According to the Employment Security Department, an individual is typically eligible to receive up to 26 weeks of unemployment benefits if he was laid off from a job he worked at for at least four of the five preceding quarters. In some instances, an individual who is fired without just cause may also be eligible for unemployment benefits. If an individual quits a job, he is usually not entitled to benefits, though he may make a case to his state employment board.
A variety of factors impact an individual’s ability to qualify for, apply for and receive unemployment benefits. Unemployment benefits are cash subsidies paid by individual state governments to unemployed workers who were previously employed and terminated by a company that paid for unemployment insurance. Unemployment benefits are finite and recipients must actively look for work during the time they receive benefits. Unemployment benefits and eligibility requirements vary from state to state. In times of high unemployment, benefit periods may be extended.

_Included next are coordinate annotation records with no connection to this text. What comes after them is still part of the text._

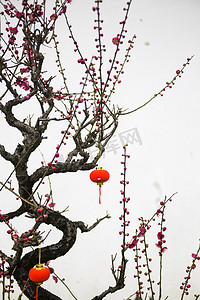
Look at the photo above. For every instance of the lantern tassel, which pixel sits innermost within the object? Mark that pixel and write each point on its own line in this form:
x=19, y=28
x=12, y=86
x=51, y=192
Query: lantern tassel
x=37, y=292
x=99, y=194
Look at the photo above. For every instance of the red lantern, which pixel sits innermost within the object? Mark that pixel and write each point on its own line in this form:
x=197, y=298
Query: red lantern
x=99, y=176
x=39, y=274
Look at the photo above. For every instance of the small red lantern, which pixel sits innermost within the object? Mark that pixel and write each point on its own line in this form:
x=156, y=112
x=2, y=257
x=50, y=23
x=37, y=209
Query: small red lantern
x=39, y=274
x=99, y=176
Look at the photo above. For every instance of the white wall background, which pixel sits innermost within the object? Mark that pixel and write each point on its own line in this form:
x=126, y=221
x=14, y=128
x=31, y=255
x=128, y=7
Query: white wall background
x=167, y=161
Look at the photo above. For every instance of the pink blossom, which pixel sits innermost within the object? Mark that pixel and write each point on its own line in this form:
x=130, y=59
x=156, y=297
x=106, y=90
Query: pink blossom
x=13, y=30
x=115, y=40
x=53, y=17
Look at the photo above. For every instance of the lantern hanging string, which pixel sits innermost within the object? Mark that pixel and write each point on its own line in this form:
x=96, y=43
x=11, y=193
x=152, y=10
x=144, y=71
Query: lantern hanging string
x=39, y=253
x=100, y=194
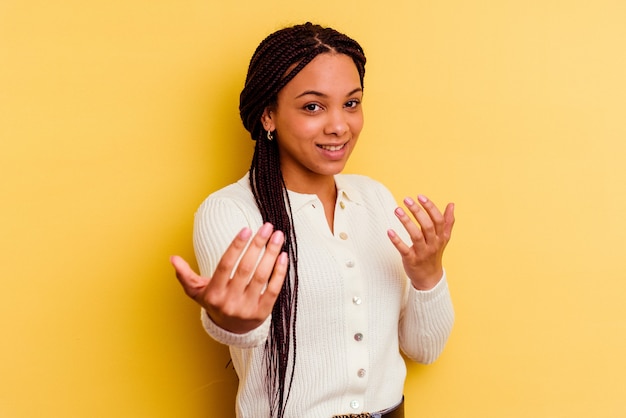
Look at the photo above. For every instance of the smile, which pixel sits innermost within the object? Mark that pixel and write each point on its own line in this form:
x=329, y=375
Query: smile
x=332, y=147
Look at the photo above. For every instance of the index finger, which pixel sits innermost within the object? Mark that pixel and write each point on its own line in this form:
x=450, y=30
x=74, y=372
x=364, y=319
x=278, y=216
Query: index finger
x=229, y=259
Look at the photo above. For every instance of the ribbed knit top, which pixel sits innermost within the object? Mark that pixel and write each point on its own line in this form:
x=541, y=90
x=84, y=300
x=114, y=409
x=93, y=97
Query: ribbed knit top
x=356, y=307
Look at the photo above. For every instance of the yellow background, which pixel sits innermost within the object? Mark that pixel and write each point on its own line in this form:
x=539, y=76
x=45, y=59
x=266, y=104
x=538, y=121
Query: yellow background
x=118, y=117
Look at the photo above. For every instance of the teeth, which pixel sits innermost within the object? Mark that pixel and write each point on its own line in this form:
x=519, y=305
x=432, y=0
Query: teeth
x=331, y=147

Independent contractors or freelancers who are self-employed are not typically eligible for unemployment benefits. This is because independent contractors do not usually pay into the unemployment insurance system and are therefore not insured by any particular company or organization.
Temporary Contract Jobs
Temporary contract jobs, such as seasonal retail help, may be accepted by individuals receiving unemployment without the risk of losing unemployment benefits. Typically, an individual’s unemployment compensation will be reduced or eliminated during the time he is working a temporary position, depending on how much he is earning. Once the temporary contract work ends, he may go back to collecting full unemployment benefits for the duration of his eligibility period, provided he still meets qualifying criteria. A claim that is temporarily halted may need to be reinstated to get payments started again.
Exception to the Rule
An individual who works a temporary contract job before filing for unemployment benefits as the result of job loss from a full-time position may not be eligible to receive benefits. A contract job is typically considered an independent contractor position where the employer is not obligated to pay the independent contractor’s taxes, health benefits or unemployment insurance. A determination of eligibility in this type of case is decided by a state’s unemployment bureau and is based on the length of the temporary contract job and the length of previous full-time employment.